Export growth pushes Geely Automobile past weak local demand
Overseas sales help boost carmaker's net profit by 9pc, making up for domestic slump
A sharp growth in exports not only rescued mainland carmaker Geely Automobile from weakening demand at home but also made it one of the best performers among its domestic rivals in the first half of this year.
Geely saw sales volume fall 9 per cent to 182,329 at home over the first six months. However, J.P. Morgan was optimistic that the group would nonetheless become "China's version of Hyundai" within the next decade.
The group sold 222,390 vehicles in the first six months - a year-on-year rise of 4 per cent. While exports accounted for less than one-fifth of the sales, volume nearly tripled to 40,061 units, which helped boost interim net profit by 9 per cent year on year to 1.02 billion yuan (HK$1.25 billion) - more than tripling the market's expectation of a 2.6 per cent growth.

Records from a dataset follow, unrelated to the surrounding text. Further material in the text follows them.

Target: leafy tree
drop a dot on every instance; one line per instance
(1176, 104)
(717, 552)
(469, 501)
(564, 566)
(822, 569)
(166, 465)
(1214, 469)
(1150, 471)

Dongfeng Motor - another major domestic carmaker - saw net profit decline 67.5 per cent in the first six months, while BYD warned of a profit drop of up to 95 per cent for the same period.
Despite good sales, Geely was plagued with surging inventories, whose value rose 33 per cent year on year to 1.8 billion yuan in the first half, and an increase of 23 per cent in financial costs.
Geely executive director An Conghui said the group intended to raise stockpiles ahead of a relocation of its production plant in Shanghai and a plan to upgrade several of its models this month, which would reduce the production capacity level.
Meanwhile, group chief financial officer Daniel Li Donghui said financial costs should also be much lower in the second half following the central bank's two cuts in benchmark lending rates, in June and July.
Despite stagnant local demand, Geely chief executive Gui Shengyue predicted improved profit margins in the second half as the company sought to meet more than three-quarters of an expected sales target of 30,000 sport utility vehicles this year, which would give a profit margin of more than 20 per cent compared with 17.4 per cent for the group overall.
"We are confident of the group's performance in the second half, as we have launched a number of new models between May and July that could help boost demand," Gui said.
Geely's share price closed 0.74 per cent higher at HK$2.74 yesterday, compared with a 1.06 per cent loss in the Hang Seng Index.